前世の記憶がよみがえった私は、自分の相手は自分で決めるんだから!
「ですのでわたくし、今日は謝罪をしにこちらに伺ったのです」
「謝罪って何よっ! もう勝ったつもりでいるのね!」
「少し長くなりますが最後まで聞いてください。アゾート様は平民になったわたくしを貴族に戻すとおっしゃってくれたのですが、男爵以上の上位貴族が平民女性を妻にしたり養女にもらった場合、その女性に貴族の身分が与えられるのです。アゾート様はそうとは知らずにわたくしにそう言ってくださっただけなのですが、それでもすごくうれしかったのです」
「だから何よ!」
「いずれはこのことをアゾート様に伝えて、わたくしは身を引こうと思っておりましたが、アゾート様はわたくしよりも先にお父様にもそう公言してしまっていたらしく、お父様はわたくしがアゾート様の正妻になると理解してしまったのです」
「既成事実になっちゃったってこと?」
「はい。そしてお父様から王都の有力貴族の間へそのことが公然の事実として広まり、あなたのお父様であるダリウスさんもその場にいたためこの事はご存じなのだと思います」
「え、うそ! 私そんな話聞いてない・・・」
「フェルーム家次期当主であるセレーネさんは、アゾート様とはもう一緒になれないので、ダリウスさんの判断でその事実を伝えなかったのでしょう」
「でもアゾートは私との関係を許してもらうまで何度でもお父様にお願いに行くと言ってくれたなのに」
「そうでしたか・・・アゾート様の気持ちがわたくしへは向いてないことは気づいてました。そして不可能を可能にするあの人のことだから、きっとセレーネさんを自分の正妻にすることもなし得るかもしれません」
「そうよ! アゾートならきっと何とかしてくれる!」
「ですがわたくしはもう、あの人なしでは生きていけません。ですので提案があります」
「提案?」
「わたくしも共に居ることを許してもらう代わりに、わたくしもセレーネさんのことを応援するというのはいかがでしょうか」
「私を応援? それってつまり」
「正妻の座はセレーネさんにお譲りいたします。ですがわたくしもアゾート様のおそばに居ることをお許しください」
「私たち二人がアゾートの・・・」
「はい。

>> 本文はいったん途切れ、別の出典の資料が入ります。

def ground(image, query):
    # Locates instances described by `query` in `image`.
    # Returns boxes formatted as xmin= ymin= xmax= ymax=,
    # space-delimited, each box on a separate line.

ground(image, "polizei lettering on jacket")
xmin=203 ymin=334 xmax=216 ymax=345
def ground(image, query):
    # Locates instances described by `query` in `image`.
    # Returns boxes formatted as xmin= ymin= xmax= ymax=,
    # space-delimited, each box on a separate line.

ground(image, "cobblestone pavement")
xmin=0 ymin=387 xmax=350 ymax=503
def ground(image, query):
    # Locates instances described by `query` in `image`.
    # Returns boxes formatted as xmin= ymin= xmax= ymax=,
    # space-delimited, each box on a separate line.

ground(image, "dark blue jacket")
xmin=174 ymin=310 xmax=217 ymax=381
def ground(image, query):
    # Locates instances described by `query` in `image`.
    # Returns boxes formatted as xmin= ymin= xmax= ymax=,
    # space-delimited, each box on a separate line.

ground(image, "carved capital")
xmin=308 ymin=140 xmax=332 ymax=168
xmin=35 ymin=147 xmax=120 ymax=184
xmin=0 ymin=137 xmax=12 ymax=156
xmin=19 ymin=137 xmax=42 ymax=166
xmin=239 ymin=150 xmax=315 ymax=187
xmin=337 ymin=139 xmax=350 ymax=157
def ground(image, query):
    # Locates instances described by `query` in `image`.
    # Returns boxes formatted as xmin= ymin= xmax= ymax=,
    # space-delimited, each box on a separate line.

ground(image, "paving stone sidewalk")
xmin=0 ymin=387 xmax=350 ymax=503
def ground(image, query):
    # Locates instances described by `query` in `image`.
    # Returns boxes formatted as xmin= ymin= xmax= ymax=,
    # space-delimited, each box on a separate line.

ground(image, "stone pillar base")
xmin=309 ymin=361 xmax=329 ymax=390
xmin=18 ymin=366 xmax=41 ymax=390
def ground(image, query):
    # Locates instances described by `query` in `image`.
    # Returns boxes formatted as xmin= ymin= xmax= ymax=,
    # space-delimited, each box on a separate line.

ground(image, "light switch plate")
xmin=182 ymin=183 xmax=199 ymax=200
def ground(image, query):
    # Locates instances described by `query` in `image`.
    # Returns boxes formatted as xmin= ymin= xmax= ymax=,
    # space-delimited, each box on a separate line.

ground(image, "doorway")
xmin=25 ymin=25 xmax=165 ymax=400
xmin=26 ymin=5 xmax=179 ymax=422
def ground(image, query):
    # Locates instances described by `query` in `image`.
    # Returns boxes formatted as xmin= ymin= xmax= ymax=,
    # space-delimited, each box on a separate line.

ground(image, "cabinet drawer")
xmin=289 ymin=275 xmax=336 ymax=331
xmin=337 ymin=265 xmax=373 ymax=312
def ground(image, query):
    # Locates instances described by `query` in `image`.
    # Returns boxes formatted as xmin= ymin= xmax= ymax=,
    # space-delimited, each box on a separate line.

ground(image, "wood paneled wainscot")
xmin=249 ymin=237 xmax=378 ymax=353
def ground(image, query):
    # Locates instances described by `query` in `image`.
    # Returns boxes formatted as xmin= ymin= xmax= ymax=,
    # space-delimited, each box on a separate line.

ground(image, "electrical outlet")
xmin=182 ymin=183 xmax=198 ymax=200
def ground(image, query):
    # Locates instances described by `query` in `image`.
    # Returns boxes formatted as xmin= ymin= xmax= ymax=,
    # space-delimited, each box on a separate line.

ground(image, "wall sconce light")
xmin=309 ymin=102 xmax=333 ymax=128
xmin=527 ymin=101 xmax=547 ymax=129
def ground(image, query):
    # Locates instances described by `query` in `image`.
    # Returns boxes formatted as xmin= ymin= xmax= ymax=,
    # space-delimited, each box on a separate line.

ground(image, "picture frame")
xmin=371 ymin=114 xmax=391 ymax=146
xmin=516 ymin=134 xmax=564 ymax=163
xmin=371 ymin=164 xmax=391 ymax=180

セレーネさんさえよければ・・・」
フリュオリーネさんのこの提案には正直驚いたが、平民の中にも魔力を持って生まれて来る人もいると聞くし、上位貴族の特権を行使して魔力を持つ女性を積極的に取り込もうとする当主も王都にはいるのだろう。
一方、私の置かれている状況はかなり厳しく、王都の有力貴族がフリュオリーネさんをアゾートの正妻と認識している中、さらにお父様を説得してアゾートの婚約者に返り咲くのは至難の業。
そんな時に、プロメテウス軍総参謀長として管理戦争を勝利に導いたフリュオリーネさんの智謀が得られるのはとても頼もしい。
「つまり私たちは同盟を組むってことでいいのね?」
「はい、そうお考え下さい」
「わかった。私は自分の置かれている状況を理解しているし、少しでも味方が欲しいと思っていたところ。それがフリュオリーネさんなら悪い話じゃないわね」
「フリュってお呼びください」
「え? ふ、フリュ・・・・さん、じゃあこれで同盟成立よ」
私が右手を差し出すと、彼女はそれをしっかりと掴んだ。
「では末永くよろしくお願いしますね、セレーネさん」
こうして私たちは、セレーネ=フリュオリーネ同盟の密約を交わした。